Reading on a trip is a fun indulgence for me. I read more than usual and quite enjoy it. Yet, I feel like I should instead be doing, experiencing or at least observing eveything during the short time of my trip. Things like:

– Watching people on the beach and quickly determining whether I look better or worse in my bikini than every other woman here. I have determined, more or less, that I look better than 50% of them, which I consider quite good. My husband, on the other hand, looks better than 80% or 90% of the men. I am a lucky woman. Although, women who are overweight can still look good in their bikinis, curvy, but men who are overweight, well it’s usually just a big belly hanging over.

– Listening to music at open mic night, where the worst musician is the one exhorting everyone to fill up the tip bucket as “we are all broke.” When clearly, he is a well-to-do hipsterish guy from Oakland who is carting around a very expensive-looking electric guitar set up. And the other musicians, all much better than him, are older, hippie type guys who are wearing well-worn clothes and at least one of them is camping in a tent on the roof of a run-down looking house. And only one of them, the camper, has the balls to tell Oakland to stop playing while he is trying to do a song.

– Watching tourists climb in and out of water taxis on the beach, many who are clearly unable to follow simple directions and end up quite wet. Watching things being unloaded out of boats, such as large sheets of fiberglass roofing material that is made to look like red clay tiles.

– Watching the frigate birds in late afternoon doing touch-and-go swoops into the lagoon to dip their chests, followed up an upward flight and then a a downward shake-shake-shake flight where they dry themselves off before going wherever they go for the evening.

– Watching comerants swim underwater, hunting for fish. Discussing with my husband whether they are related to penguins, giving the swimming and also the way they walk when you catch a glimpse of one on land. Knowing you could Google this information, but not doing so, and instead and discussing it at some length.

– Walking upriver and seeing, in no particular order: parrots, chachalakas, hens, roosters, the ATV repair workshop where the mechanic has about 8 of them in the queue and is listening to techno, good-looking dogs, horses, mules, friendly people, school kids in uniforms with backpacks, houses in various styles of construction, most of which Americans would find appalling but are probably quite comfortable and appropriate for the climate. Oh, and mean girls in the schoolyard compelling another girl to put a bucket on her head, within spitting distance of the “No Bully” sign.
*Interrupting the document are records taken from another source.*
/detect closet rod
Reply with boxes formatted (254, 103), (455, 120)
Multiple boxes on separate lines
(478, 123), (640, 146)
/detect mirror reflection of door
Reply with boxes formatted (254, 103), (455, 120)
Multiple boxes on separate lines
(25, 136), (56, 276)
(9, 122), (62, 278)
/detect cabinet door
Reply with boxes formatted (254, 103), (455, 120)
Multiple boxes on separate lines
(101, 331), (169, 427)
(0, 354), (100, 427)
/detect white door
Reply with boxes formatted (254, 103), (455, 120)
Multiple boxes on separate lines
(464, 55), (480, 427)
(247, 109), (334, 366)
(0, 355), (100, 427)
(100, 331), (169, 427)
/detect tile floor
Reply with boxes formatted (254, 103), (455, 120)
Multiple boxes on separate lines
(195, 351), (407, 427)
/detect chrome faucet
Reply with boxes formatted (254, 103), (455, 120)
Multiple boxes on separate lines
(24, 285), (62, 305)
– Buying and eating ice cream from the fellow who walks through town and on the beach carrying a styrofoam cooler covered in gray duct tape. The vanilla that is covered with chocolate and then coconut is a good choice. There is also mango, strawberry and cream, other flavors, and sandwiches made from vanilla ice cream and graham crackers. For 15 pesos, do not pass this up.

So, I did these things and still managed to read quite a lot. A quiet balance.